History and Hope
The scepter will not depart from Judah,
nor the ruler’s staff from between his feet,
until he comes to whom it belongs
and the obedience of the nations is his.
Genesis 49:10 (New International Version)
The NIV text notes to this verse in Genesis indicate the translators’ uncertainty about the words “until he comes to whom it belongs.” Maybe the text means, “until the one to whom tribute belongs.” Maybe it would be best to leave the word untranslated: “until Shiloh comes.”
Some context: Genesis 49:2-27 is the prophecy of Jacob regarding his sons. Jacob, whose name had been changed to Israel, was living in Egypt and nearing death. What might be called the “poem of the tribes” predicts the future of Israel’s descendants after they leave Egypt and return to the land God promised Abraham. The poem is a kind of “history in advance.” The intended readers of this story—Jewish people living much, much later—would see in Jacob’s prophecy an accurate description of the roles of the tribes. Reuben, the poem says, though the first of Jacob’s sons, would no longer be preeminent among the tribes. Simeon and Levi would be dispersed among the tribes, not having land of their own. And so on.
Judah, of course, is the tribe of David. According to the familiar story in 1 Samuel, the Benjamite Saul was the first king of Israel. But Saul failed as king, and David was the one who effectively united the tribes and established Jerusalem as the nation’s capitol. So when Jacob’s prophecy says, “the scepter will not depart from Judah,” later readers would understand this as referring to the Davidic line of rulers.
Passages like this tempt some Bible readers to launch into debates over prophecy and historicity. Did Jacob really predict the future of Israel? Were any of the characters of Genesis, including Jacob, actual persons? Shouldn’t we read Genesis as a collection of legends?
It is a mistake to spend much energy on such questions. They distract us from grasping fundamental biblical ideas. Whether or not Jacob was an actual person who said precisely these words or only a name in the national mythology, the prophecy embodies a Jewish understanding of history. History is going some place. There are worldviews in which time is circular, an eternal repetition of seasons, lives, or epochs—as in Nietzsche’s idea of the eternal return or in the Hindu doctrine of reincarnation. But the biblical view of history has a beginning, a middle, and an end. In the Jewish view, the world is not the scene of endless cycles, because the God of the Bible acts in history. When God creates or redeems or makes a covenant, something new happens.
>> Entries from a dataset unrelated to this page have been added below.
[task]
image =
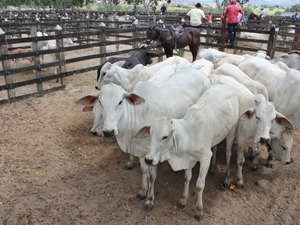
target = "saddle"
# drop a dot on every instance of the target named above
(176, 32)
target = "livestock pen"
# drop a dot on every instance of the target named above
(53, 171)
(91, 35)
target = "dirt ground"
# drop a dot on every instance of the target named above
(53, 171)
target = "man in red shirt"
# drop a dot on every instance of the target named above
(231, 13)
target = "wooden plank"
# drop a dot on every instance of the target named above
(36, 59)
(6, 66)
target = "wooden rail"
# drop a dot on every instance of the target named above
(91, 35)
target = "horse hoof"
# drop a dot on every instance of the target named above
(148, 207)
(199, 217)
(140, 196)
(180, 205)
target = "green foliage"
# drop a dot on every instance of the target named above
(295, 8)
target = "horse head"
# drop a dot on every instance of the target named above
(151, 34)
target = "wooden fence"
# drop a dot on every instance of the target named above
(90, 36)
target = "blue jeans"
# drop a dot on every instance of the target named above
(231, 31)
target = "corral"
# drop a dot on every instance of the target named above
(54, 172)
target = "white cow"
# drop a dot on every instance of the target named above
(184, 142)
(125, 113)
(253, 132)
(127, 78)
(210, 54)
(233, 71)
(203, 65)
(283, 90)
(292, 60)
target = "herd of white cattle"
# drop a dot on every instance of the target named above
(178, 111)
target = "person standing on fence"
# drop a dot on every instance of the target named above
(209, 19)
(163, 9)
(231, 14)
(196, 15)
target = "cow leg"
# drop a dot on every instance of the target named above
(130, 163)
(204, 166)
(194, 50)
(150, 194)
(229, 143)
(256, 151)
(213, 165)
(240, 163)
(187, 179)
(143, 191)
(168, 52)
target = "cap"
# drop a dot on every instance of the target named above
(198, 5)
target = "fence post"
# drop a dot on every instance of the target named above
(117, 35)
(102, 38)
(60, 55)
(269, 25)
(36, 58)
(272, 41)
(297, 37)
(235, 41)
(135, 25)
(6, 64)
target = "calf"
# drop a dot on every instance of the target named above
(184, 142)
(140, 56)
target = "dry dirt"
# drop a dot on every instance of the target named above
(53, 171)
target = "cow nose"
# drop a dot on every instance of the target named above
(287, 163)
(148, 161)
(265, 141)
(94, 133)
(108, 133)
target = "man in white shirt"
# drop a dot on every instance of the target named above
(196, 15)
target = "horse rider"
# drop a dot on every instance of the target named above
(232, 14)
(196, 15)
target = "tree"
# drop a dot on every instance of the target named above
(221, 4)
(295, 8)
(148, 5)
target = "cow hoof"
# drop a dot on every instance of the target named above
(148, 206)
(240, 186)
(269, 164)
(254, 168)
(180, 205)
(128, 167)
(140, 196)
(199, 218)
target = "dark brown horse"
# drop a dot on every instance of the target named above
(169, 41)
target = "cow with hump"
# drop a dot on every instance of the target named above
(186, 141)
(124, 113)
(283, 91)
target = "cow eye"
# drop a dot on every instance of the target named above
(284, 148)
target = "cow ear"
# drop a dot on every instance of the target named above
(134, 99)
(88, 108)
(282, 120)
(143, 132)
(248, 114)
(120, 63)
(88, 100)
(173, 136)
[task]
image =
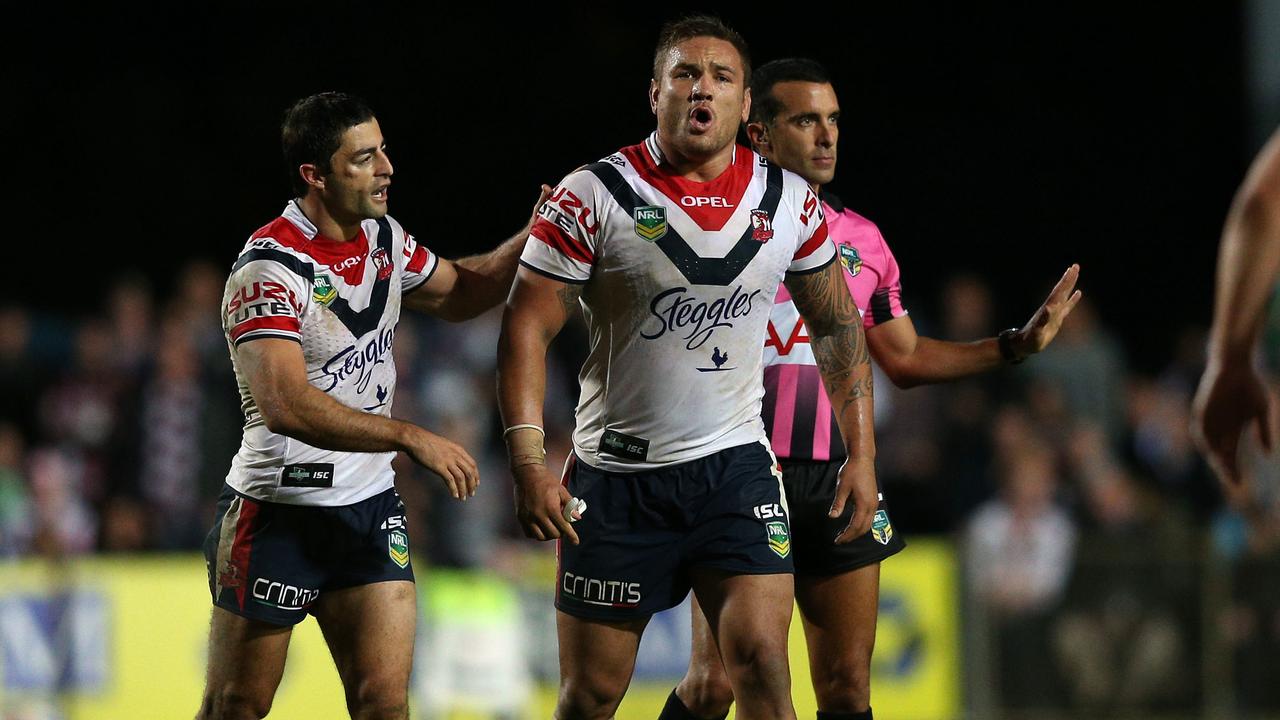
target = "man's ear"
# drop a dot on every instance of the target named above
(759, 136)
(311, 176)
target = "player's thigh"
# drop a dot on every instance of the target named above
(704, 656)
(810, 488)
(370, 634)
(839, 614)
(246, 657)
(746, 614)
(597, 661)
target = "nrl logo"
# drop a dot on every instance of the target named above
(650, 222)
(881, 528)
(397, 546)
(762, 226)
(780, 538)
(323, 291)
(850, 259)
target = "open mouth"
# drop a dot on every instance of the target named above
(700, 118)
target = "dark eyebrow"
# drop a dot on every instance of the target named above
(369, 150)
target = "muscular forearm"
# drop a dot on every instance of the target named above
(307, 414)
(483, 281)
(846, 373)
(535, 313)
(1247, 269)
(521, 373)
(937, 361)
(840, 346)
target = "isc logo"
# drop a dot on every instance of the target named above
(769, 510)
(690, 201)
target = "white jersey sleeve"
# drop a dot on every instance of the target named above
(814, 249)
(562, 244)
(420, 264)
(266, 296)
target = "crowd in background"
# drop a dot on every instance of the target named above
(1088, 525)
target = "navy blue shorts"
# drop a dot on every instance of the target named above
(270, 561)
(643, 532)
(810, 486)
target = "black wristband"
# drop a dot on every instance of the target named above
(1005, 341)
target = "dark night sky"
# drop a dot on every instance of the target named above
(1005, 142)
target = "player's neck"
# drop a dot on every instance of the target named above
(327, 226)
(695, 167)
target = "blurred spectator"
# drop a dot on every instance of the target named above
(1019, 548)
(168, 427)
(1087, 367)
(1123, 638)
(81, 411)
(968, 405)
(16, 516)
(65, 523)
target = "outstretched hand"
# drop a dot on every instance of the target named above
(858, 483)
(1043, 326)
(540, 500)
(1230, 397)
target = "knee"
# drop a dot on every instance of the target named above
(844, 684)
(233, 703)
(707, 693)
(759, 665)
(589, 698)
(378, 700)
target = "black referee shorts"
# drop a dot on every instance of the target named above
(810, 487)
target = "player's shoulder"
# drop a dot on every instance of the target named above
(279, 242)
(795, 188)
(849, 220)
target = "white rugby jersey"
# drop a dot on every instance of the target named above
(341, 301)
(679, 279)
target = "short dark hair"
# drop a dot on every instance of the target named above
(312, 131)
(700, 26)
(764, 105)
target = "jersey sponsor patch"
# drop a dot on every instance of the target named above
(382, 260)
(650, 222)
(780, 538)
(397, 547)
(307, 475)
(762, 226)
(323, 290)
(718, 360)
(618, 445)
(881, 528)
(850, 259)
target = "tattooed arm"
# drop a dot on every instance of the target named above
(536, 310)
(837, 341)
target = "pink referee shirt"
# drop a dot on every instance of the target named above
(796, 410)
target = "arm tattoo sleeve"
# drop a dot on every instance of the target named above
(568, 296)
(835, 333)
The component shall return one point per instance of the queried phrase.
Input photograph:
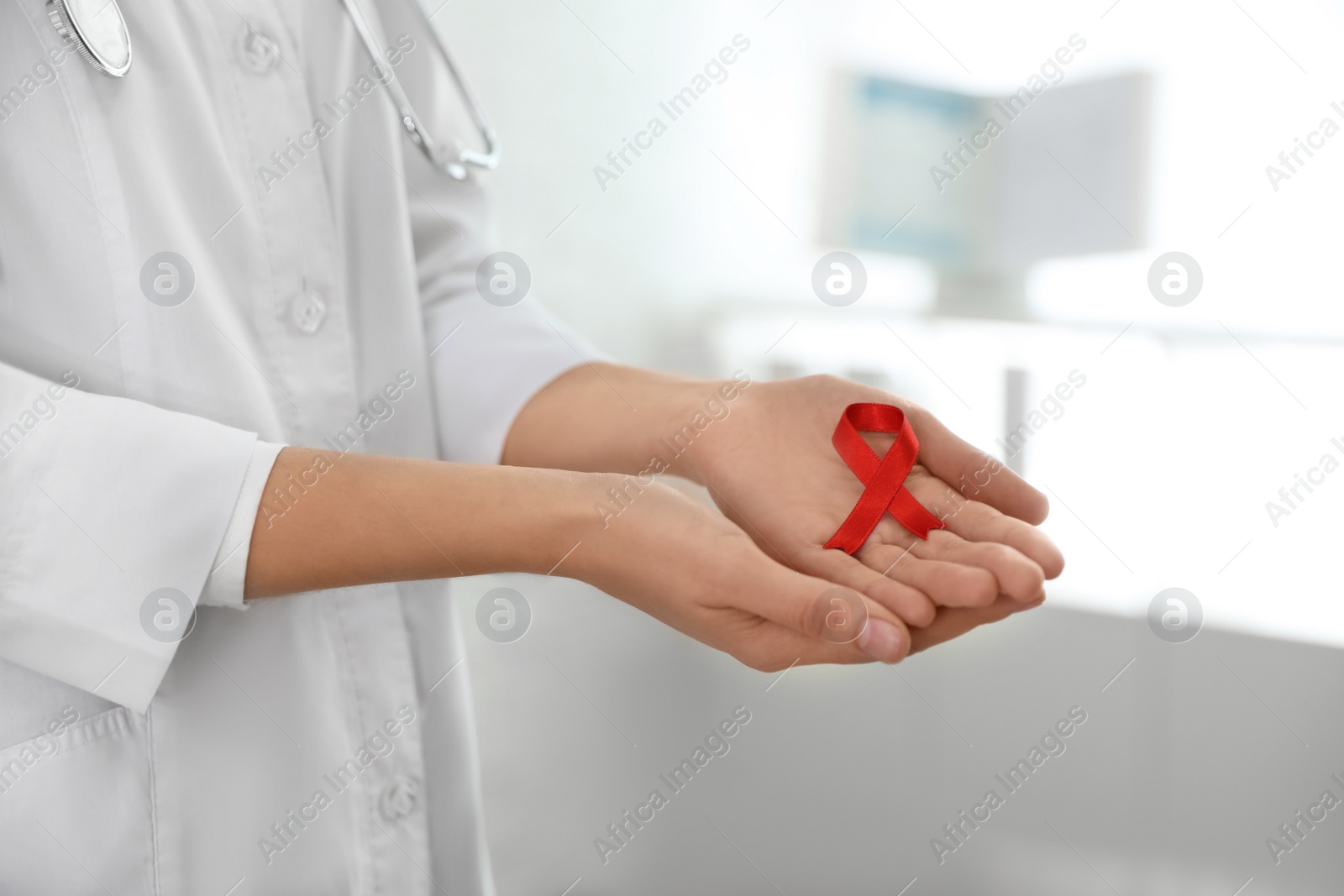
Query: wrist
(694, 426)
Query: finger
(978, 521)
(770, 647)
(972, 472)
(909, 602)
(819, 609)
(948, 582)
(953, 622)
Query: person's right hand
(696, 571)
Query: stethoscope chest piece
(97, 29)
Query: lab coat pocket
(76, 812)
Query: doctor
(244, 356)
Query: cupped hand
(772, 469)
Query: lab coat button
(308, 312)
(400, 799)
(260, 53)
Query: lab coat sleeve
(225, 586)
(487, 362)
(105, 501)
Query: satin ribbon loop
(884, 479)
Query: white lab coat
(318, 296)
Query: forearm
(622, 419)
(354, 519)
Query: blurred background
(1140, 129)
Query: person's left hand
(772, 469)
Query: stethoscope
(98, 31)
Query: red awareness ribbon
(884, 479)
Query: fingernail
(882, 641)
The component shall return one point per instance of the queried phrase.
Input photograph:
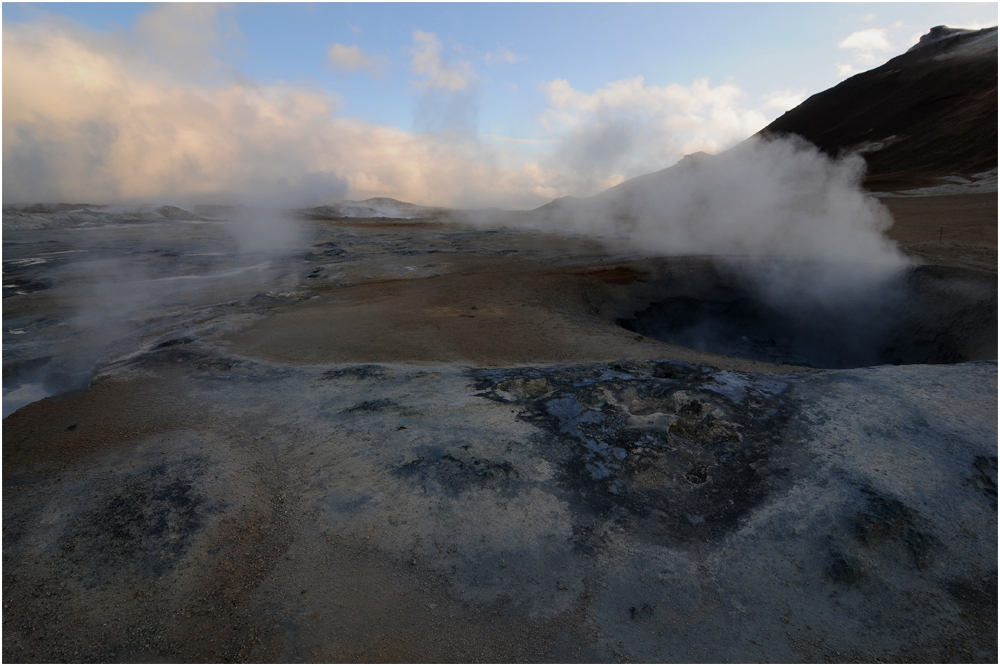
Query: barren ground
(426, 442)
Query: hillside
(924, 115)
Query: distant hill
(921, 118)
(924, 115)
(374, 208)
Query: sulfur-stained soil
(433, 442)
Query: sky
(472, 105)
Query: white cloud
(866, 43)
(784, 100)
(438, 73)
(503, 55)
(869, 48)
(846, 70)
(102, 118)
(91, 119)
(629, 127)
(353, 58)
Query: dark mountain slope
(928, 113)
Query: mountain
(927, 114)
(921, 118)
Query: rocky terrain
(410, 435)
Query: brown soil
(952, 230)
(489, 313)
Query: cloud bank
(157, 114)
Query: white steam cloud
(158, 115)
(778, 197)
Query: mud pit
(925, 314)
(433, 443)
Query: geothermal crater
(923, 314)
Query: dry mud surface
(427, 442)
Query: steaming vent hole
(925, 314)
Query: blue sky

Sometimes this biblical view of history looks back. Soon after Jacob’s death, some of his sons feared that Joseph would finally take revenge on them for the way they treated him. Joseph told his brothers that they should not reproach themselves for having sold him into slavery in Egypt. Yes, they acted out of spite and cruelty, but what the brothers intended for evil God turned into good. Joseph interprets the past in the light of the God who acts in history.
Other times the biblical view looks forward. Not only has God acted in the past, he will act in the future. God will fulfill his gracious promises to his people. The difficult phrase in Genesis 49:10 speaks of the future. Jacob’s prophecy says, “the scepter will not depart from Judah … until Shiloh comes…”
Interpreters debate how these words should be translated, and their meaning is even more contested. Christians have traditionally read the verse as a messianic prophecy fulfilled in Jesus. Naturally, Jewish readers disagree. But both sides agree on the fundamental assumption, that the God of the Bible has plans for the future. That means hope is an essential element of biblical religion.
People who believe in a God who acts in history will orient their thinking toward the things God intends to do. They believe God has promised a good future. Therefore, no matter how bleak current circumstances may be, people who believe in the biblical God have grounds for hope.
Perhaps I can make my point clearer this way. Given the biblical view of history, salvation should not be understood as escape out of the world. That is a metaphor of place, where salvation means going to heaven. Unfortunately, many Christians think in these spatial terms: “This world is not my home; I’m just passing through.”
A temporal metaphor better fits the New Testament. In the New Testament, salvation is the coming new age. The new era begins with Jesus, so in one sense his followers already live in the new age. But Christians look forward to Jesus’ return, to the full flowering of the Kingdom of God. We live in hope.